Prove that $\sum_{n=1}^{\infty} \frac{(-1)^{[\sqrt n]}}{n}$ is converges where $[x]$ is the largest integer is less than or equal to x.

Question

Prove that $\sum_{n=1}^{\infty} \frac{(-1)^{[\sqrt n]}}{n}$ converges where $[x]$ is the largest integer that is less than or equal to x.

Suggestion: Use the inequality $\frac{1}{l+1}< \int_{l}^{l+1} \frac{1}{x}dx <\frac{1}{l}$.

I solved this question with Dirichlet test. https://en.wikipedia.org/wiki/Dirichlet%27s_test

Let $a_{n}=\frac{1}{n}$. It is monotonically decreasing and approaches to zero.

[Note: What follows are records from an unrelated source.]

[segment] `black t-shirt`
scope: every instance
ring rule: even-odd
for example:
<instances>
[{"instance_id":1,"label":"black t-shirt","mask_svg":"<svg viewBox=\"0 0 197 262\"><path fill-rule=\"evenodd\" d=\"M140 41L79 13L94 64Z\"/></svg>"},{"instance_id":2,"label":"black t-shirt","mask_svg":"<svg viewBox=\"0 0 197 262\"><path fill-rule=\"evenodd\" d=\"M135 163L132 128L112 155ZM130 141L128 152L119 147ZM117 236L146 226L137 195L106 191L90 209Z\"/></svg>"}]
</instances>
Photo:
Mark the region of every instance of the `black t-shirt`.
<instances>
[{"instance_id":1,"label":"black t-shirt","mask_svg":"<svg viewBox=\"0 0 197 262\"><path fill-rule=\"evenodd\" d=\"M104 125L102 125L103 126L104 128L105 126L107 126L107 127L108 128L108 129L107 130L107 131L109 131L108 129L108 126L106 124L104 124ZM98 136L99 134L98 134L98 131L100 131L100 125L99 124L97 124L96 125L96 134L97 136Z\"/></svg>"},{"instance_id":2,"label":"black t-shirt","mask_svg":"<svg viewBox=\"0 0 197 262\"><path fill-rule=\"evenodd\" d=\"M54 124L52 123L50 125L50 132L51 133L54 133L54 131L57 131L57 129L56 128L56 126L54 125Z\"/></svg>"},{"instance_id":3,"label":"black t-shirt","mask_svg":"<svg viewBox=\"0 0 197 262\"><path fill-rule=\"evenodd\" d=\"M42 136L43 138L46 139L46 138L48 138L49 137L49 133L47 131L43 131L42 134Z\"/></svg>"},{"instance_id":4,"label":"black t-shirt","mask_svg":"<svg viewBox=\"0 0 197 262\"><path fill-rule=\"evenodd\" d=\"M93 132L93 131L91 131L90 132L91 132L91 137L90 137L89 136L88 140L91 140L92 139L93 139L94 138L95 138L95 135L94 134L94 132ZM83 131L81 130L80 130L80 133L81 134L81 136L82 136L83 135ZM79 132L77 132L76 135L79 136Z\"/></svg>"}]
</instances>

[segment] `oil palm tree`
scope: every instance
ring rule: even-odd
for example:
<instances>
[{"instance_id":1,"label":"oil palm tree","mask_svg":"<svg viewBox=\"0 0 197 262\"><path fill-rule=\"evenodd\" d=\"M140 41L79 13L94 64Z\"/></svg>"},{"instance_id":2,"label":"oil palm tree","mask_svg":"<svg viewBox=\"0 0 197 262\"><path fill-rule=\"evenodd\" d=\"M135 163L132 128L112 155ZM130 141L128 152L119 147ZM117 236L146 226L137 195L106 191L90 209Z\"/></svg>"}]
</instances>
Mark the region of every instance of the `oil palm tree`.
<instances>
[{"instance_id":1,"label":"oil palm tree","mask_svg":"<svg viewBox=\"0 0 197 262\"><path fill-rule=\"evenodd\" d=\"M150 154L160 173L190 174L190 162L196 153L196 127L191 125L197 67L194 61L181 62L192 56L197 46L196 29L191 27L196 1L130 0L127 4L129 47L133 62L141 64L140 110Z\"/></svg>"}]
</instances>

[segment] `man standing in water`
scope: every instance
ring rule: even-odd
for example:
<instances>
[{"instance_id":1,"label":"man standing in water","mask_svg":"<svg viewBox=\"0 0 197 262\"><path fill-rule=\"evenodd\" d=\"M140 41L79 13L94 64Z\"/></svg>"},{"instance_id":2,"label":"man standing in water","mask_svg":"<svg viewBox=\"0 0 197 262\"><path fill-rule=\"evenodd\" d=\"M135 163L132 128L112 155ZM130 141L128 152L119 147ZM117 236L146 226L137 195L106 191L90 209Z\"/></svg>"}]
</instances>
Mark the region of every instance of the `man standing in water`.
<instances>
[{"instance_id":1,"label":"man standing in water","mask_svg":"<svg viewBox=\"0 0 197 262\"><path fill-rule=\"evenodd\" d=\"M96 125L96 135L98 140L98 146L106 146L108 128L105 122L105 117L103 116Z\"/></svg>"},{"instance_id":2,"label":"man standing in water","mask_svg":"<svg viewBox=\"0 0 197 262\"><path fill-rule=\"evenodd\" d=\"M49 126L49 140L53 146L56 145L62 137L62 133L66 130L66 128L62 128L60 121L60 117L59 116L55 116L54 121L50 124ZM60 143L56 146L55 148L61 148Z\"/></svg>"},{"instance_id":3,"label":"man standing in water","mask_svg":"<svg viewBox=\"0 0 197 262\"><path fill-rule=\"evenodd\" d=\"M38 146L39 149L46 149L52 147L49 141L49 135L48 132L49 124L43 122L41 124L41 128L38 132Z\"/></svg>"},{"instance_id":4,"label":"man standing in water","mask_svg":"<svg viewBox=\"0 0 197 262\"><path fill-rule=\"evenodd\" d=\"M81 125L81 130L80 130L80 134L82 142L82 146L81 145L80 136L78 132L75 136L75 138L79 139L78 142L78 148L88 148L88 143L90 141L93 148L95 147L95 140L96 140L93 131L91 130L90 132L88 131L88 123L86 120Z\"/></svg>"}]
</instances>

and $b_{n}=(-1)^{[\sqrt n]}$ and the partial sum is bounded .

By the given DT, it $ \sum_{n=1}^{\infty}a_{n}{b_{n}$ is convergent.

Can I solve this question by this approach?

Answer 1

You can apply Dirichlet's test but not to $a_n= \frac1n,b_n = (-1)^{[\sqrt n]}$ (as $\sum_{n\le x}(-1)^{[\sqrt n]}$ is not bounded), look instead at $a_n = \frac1{n^{1/3}}, b_n=\frac{(-1)^{[\sqrt n]}}{n^{2/3}}$ so that the boundedness of $\sum_{n\le x} b_n$ is obvious.

Answer 2

Note that your sum can be written as $$ \sum_{n=1}^\infty(-1)^n\sum_{k=n^2}^{n^2+2n}\frac1k\tag1 $$ Furthermore, it is simple to see that $$ \sum_{k=n^2}^{n^2+2n}\frac1k=\frac2n+O\!\left(\frac1{n^2}\right)\tag2 $$ Thus, the sum converges since the alternating harmonic series converges and $\sum\limits_{n=1}^\infty\frac1{n^2}$ converges absolutely.